Building a Hybrid I/O + CPU Pipeline

Capstone Activity: Build a realistic I/O + CPU pipeline.

Specification:

  • Fetch from 6 data sources concurrently (simulate with asyncio.sleep, each 0.5-1.5s)
  • Each source returns a dataset (list of 50M integers, simulated)
  • Process each dataset with expensive calculation (sum of squares, simulated)
  • 4 worker processes for CPU work
  • Fetch and process should overlap (not sequential)
  • Measure: total time, fetch time, process time
  • Return: {source: (fetch_ms, process_ms, result)}
  • Type hints throughout

Deliverable: Save to /tmp/hybrid_pipeline.py

Testing Your Work:

python /tmp/hybrid_pipeline.py
# Expected output:
# Total time: ~4-5 seconds (1-2s fetch + 2-3s process, overlapped)
# NOT 9-12 seconds (sequential) or 3-6 seconds (only parallel process)
# Fetch completed: 6 sources in ~2s (concurrent)
# Process completed: 6 sources in ~2s (parallel)
# Overlap confirmed: total < fetch + process

Validation Checklist:

  • Code runs without errors
  • Fetch tasks run concurrently (all 6 fetch < 2s)
  • Process tasks run in parallel (uses ProcessPoolExecutor)
  • I/O and CPU overlap (fetch_time + process_time > total_time)
  • Total time < 6 seconds (proves parallelism)
  • Type hints complete
  • Proper executor cleanup (context manager or explicit shutdown)

Time Estimate: 35-40 minutes (5 min discover, 8 min teach/learn, 10 min edge cases, 12-17 min build artifact)

Key Takeaway: You've mastered hybrid I/O + CPU systems. The GIL doesn't prevent parallelism—you just need the right tool (ProcessPoolExecutor) and careful orchestration to overlap I/O and CPU work.


Try With AI

Why does asyncio (I/O concurrency) NOT solve CPU-bound problems, and how does ProcessPoolExecutor change this?

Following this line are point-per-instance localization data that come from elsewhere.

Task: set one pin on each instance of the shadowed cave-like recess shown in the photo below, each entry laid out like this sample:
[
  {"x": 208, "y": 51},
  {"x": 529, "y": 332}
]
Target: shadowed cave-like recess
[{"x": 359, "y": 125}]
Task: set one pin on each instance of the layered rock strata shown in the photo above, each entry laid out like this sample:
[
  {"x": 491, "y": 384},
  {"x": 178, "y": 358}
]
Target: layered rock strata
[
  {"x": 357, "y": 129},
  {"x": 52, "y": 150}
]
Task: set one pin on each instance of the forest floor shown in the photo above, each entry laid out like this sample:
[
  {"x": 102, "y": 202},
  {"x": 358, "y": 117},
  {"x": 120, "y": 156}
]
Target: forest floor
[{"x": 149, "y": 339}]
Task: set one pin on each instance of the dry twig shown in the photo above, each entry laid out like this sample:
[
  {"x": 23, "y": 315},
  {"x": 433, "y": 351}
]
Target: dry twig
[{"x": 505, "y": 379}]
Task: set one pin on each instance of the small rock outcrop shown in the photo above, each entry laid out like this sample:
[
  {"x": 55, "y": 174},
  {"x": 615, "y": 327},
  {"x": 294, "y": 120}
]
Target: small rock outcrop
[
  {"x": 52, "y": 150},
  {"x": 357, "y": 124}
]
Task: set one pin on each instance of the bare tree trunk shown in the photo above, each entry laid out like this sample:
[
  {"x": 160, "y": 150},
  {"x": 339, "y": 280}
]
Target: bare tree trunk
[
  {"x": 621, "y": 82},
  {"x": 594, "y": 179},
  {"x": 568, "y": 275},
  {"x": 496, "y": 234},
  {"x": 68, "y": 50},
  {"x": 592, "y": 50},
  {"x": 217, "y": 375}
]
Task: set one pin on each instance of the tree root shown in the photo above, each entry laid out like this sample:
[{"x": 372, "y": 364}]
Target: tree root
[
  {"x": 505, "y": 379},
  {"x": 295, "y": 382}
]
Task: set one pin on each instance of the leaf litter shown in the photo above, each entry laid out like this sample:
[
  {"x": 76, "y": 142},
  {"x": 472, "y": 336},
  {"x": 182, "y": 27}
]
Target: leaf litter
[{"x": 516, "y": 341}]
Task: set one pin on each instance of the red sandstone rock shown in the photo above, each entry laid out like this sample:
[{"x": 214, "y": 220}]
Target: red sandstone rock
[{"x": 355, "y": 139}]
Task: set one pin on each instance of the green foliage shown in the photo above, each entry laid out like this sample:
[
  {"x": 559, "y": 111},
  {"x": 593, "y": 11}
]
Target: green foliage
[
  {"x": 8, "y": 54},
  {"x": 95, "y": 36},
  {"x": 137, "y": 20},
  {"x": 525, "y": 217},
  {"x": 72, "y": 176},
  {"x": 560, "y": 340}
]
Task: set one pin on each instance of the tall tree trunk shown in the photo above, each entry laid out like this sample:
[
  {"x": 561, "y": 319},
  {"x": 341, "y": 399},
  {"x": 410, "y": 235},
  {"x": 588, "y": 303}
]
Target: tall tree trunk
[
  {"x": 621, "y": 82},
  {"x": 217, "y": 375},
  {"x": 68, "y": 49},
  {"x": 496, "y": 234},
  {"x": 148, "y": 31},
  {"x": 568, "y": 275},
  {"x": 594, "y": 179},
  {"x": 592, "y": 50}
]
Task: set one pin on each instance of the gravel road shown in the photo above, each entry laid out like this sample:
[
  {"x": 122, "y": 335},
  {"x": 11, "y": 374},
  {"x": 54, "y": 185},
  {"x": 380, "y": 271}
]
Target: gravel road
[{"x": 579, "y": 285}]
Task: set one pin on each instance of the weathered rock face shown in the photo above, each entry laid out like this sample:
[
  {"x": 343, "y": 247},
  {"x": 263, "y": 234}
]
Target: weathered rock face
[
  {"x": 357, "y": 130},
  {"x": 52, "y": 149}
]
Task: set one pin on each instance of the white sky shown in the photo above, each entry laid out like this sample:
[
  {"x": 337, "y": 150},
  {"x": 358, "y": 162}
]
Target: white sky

🔍 Explore GIL Constraints:

"Show me a CPU-intensive function (matrix multiplication simulation). Run it with asyncio.gather() on 4 concurrent calls. Measure total time. Explain why you get no speedup compared to sequential execution."

🎯 Practice Process Parallelism:

"Implement the same CPU function using loop.run_in_executor(ProcessPoolExecutor()). Compare execution time on 4-core machine for 4 parallel calls. Why is this 3-4x faster than asyncio alone?"

🧪 Test Hybrid Orchestration:

"Create a pipeline: fetch 6 datasets (I/O-bound, use asyncio), process each (CPU-bound, use ProcessPoolExecutor). Show how fetch and process overlap. Why is total time < fetch_time + process_time?"

🚀 Apply to AI Inference Pipeline:

"Design a system that fetches 10 documents from API (asyncio), runs ML inference on each (CPU-bound, ProcessPoolExecutor), then stores results (asyncio). Measure throughput and explain bottleneck identification."